Oh, Baby Ellen, thank you for showing James that babies are people! And Cousin Rudy, thank you for showing James that babies exist in the real world and not just in pictures! We love you both and thank you more than you will ever know.

The cover of James' Miracle Book- the quote is from Men In Black 3

We have a "miracle book" that we keep in the room where James does therapy. It's really just a planner where we write amazing things that happen. I'm able to breathe deeper when I read through that book. The room seems brighter when I can open that book, flip back a couple months, and write down a miracle that we had forgotten about because so many other things were happening. Happy moments that occurred while we still had tears and couldn't see them until we had time to wipe the tears away.

I'll admit it, I cry when I remember these things, but I still have that fear in the pit of my stomach. The fear that keeps me writing and rereading these memories, these accomplishments. Telling myself that even though there is SO much that could happen at the preschool field trip next week (they're supposed to go sledding) he needs to go, he HAS to go. Maybe Lily will fall, and he will run to her and ask her if she's okay. Could you imagine that? Him protecting her like she protects him?
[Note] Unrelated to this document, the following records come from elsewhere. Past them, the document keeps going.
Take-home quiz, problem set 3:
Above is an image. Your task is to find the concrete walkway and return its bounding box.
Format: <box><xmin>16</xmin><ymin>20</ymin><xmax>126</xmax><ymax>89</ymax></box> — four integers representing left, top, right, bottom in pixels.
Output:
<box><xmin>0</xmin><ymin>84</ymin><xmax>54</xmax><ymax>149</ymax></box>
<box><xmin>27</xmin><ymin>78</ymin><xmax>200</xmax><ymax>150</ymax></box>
And now I want to talk about Lily. I've had people mention that all my Facebook updates are about James. Or mention that I need to make sure to not forget her while everyone is focusing on James. Please know that I know these things. Some days I feel like I know her better than I know anyone else. We do little projects together, she and I have taken special trips to Texas together (best birthday present ever), she has special dates with Grandma and auntie (and I'd say that at least 80% of the pictures on my phone are of her). And recently we got her a puppy.
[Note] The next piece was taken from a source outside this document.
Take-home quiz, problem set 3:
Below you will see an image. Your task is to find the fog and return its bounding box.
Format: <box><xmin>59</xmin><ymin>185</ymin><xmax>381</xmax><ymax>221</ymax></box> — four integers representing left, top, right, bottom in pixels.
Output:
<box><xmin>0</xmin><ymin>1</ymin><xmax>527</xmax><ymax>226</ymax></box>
Lily and Tonka on Christmas Morning. She knew she was getting Tonka.
We were actually visiting Texas when he was born last September.
They tied a little ornament on his collar that said "Lily"

James has all these people in his life that are always there for him. Being nice to him and trying to help him. Lily is a strong-willed little girl, and sometimes she gets in the way of that help and all she really wants is to help James. So we got Tonka, and he is there for her.

Tonka is a Mini Dachshund that is the son of my sister's two dogs. Lily is a great puppy mommy. She goes outside with me when I take him potty, she helps me clean up when he has accidents in the house, she helps feed him, she watches him walk through the house to make sure he doesn't chew on anything, and she sleeps with him every night. And Tonka does his job.
So tired.

A few days ago James was having a hard time during dinner, and Lily is not allowed to help him. She has to sit in her chair and watch, which upsets her. We always try to have someone be with her during those times, to remind her that brother is okay, and she doesn't have to worry. This particular time telling her those things wasn't helping; the more upset he got, the more upset she got. So I stood up, got Tonka out of his pen, and sat down next to her. He put his head right in her lap, she took a deep breath and was better. Lily, Tonka, and I finished dinner while Chris and Uncle Matt helped James.

Our Tonka Truck

Trust me when I say that Lily and her happiness are just as important to me as James'. Even though a puppy means more time and more money, she needs him, and I want her to have him. Thank you for your concern, but I know that I can't forget Lily and a puppy isn't going fix everything, but for now there is someone in her life that is there for her and only her, who will listen and do everything he can for her (though, her feeding him goldfish behind my back might contribute to his attachment to her…).

We have tears but we have happiness too. I have to remind myself most of the time. But seeing firefighters and babies, feeling the wind, eating chocolate cake and standing outside in the snow at 3 am waiting for a puppy to pee help. A lot.

Fear or no fear, we are happy with where we are, and that James is making progress. We are lucky to have all we have.